A virtual conference announcing the launch of Diplomat Risk Intelligence probes how 9/11 changed the Asia-Pacific.

9/11 and Asia: Two Decades Later

Waterfall at North Tower with reflection of Freedom Tower, 9/11 Memorial, New York City

Credit: Flickr/Graduate Baruchian

Twenty years since al-Qaida attacked New York and Washington, D.C., setting in motion tectonic shifts in U.S. foreign policy, the events of September 11 – and how countries around the world responded to them – continue to reverberate across the Asia-Pacific.

The attacks forced many countries in the region to adopt much tougher counterterrorism postures; others saw them as political and geopolitical openings to reshape domestic security policy as well as realign themselves vis-à-vis the United States and its allies. Yet others viewed the attacks opportunistically in order to increase repression of minorities, Muslims predominantly. At the same time, the fall of Kabul on August 15 this year, marking an ignominious defeat in the global war on terror that began 20 years ago, once again demonstrates the sharp limits of military power in face of deep ethnic divisions and inequity. What lessons countries across the Asia-Pacific draw from this remain an open question.

“9/11 and Asia: Two Decades Later” – a virtual, pre-recorded conference hosted by The Diplomat to mark the launch of the magazine’s research and consulting division, Diplomat Risk Intelligence –looks at how 9/11 shaped regional counterterror postures and foreign policies. With three panels and eight leading experts as speakers, the conference focuses on how the region is viewing the return of the Taliban as Afghanistan’s ruling regime, and its impact on how regional powers assess the United States’ security commitments across the Indo-Pacific.



9/11 and Asia: Afghanistan, India, and Pakistan


Dr. Nilofar Sakhi is a Professorial Lecturer, Elliot School, George Washington University and Non-resident Senior Fellow, Atlantic Council.

Elizabeth Threlkeld is Senior Fellow and Deputy Director of the Stimson Center’s South Asia Program.

Moderator: Abhijnan Rej



9/11 and Asia: Southeast Asia


Dr. Zachary Abuza is a professor at the National War College, in Washington, DC, where he focuses on Southeast Asian politics and security issues.

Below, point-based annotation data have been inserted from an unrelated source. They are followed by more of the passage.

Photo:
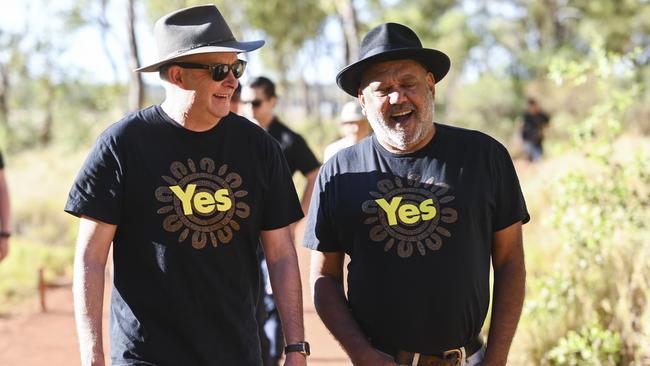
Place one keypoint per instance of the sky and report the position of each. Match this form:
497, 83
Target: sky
82, 50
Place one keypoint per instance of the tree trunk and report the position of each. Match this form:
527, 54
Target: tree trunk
48, 122
104, 27
136, 88
350, 23
4, 97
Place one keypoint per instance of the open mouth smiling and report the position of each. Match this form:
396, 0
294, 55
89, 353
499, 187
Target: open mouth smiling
401, 117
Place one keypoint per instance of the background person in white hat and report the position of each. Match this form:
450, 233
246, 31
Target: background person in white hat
184, 190
422, 209
353, 126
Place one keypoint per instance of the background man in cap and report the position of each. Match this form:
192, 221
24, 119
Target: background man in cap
421, 208
353, 126
258, 101
184, 190
5, 232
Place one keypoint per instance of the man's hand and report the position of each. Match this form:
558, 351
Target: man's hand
374, 358
4, 248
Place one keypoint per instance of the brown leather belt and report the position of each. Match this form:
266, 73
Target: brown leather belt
452, 357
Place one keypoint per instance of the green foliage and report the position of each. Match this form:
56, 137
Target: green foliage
19, 270
599, 212
593, 345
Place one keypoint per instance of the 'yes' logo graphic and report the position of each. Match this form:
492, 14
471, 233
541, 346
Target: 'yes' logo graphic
407, 213
410, 215
202, 203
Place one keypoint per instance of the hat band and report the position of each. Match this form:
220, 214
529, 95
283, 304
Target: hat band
206, 44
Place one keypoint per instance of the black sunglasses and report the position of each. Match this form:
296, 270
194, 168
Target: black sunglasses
256, 103
218, 71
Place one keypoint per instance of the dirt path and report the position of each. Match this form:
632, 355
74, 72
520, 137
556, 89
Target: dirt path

Dr. Bilveer Singh is an Adjunct Senior Fellow at the Centre of Excellence for National Security (CENS) at the S. Rajaratnam School of International Studies (RSIS), Nanyang Technological University.

Dr. Joelene Jerard is the executive director at Centinel and an Adjunct Senior Fellow at RSIS, where she specializes in terrorist and extremist groups in Asia.

Moderator: Sebastian Strangio



9/11 and Asia: China


Sheena Chestnut Greitens is an associate professor at the LBJ School of Public Affairs at the University of Texas-Austin.

Yun Sun is a Senior Fellow and Co-Director of the East Asia Program and Director of the China Program at the Stimson Center.

Dr. Wang Zhen, research professor of international studies at the Shanghai Academy of Social Sciences (SASS), is currently director of the International Security Studies Program at the SASS Institute of China Studies.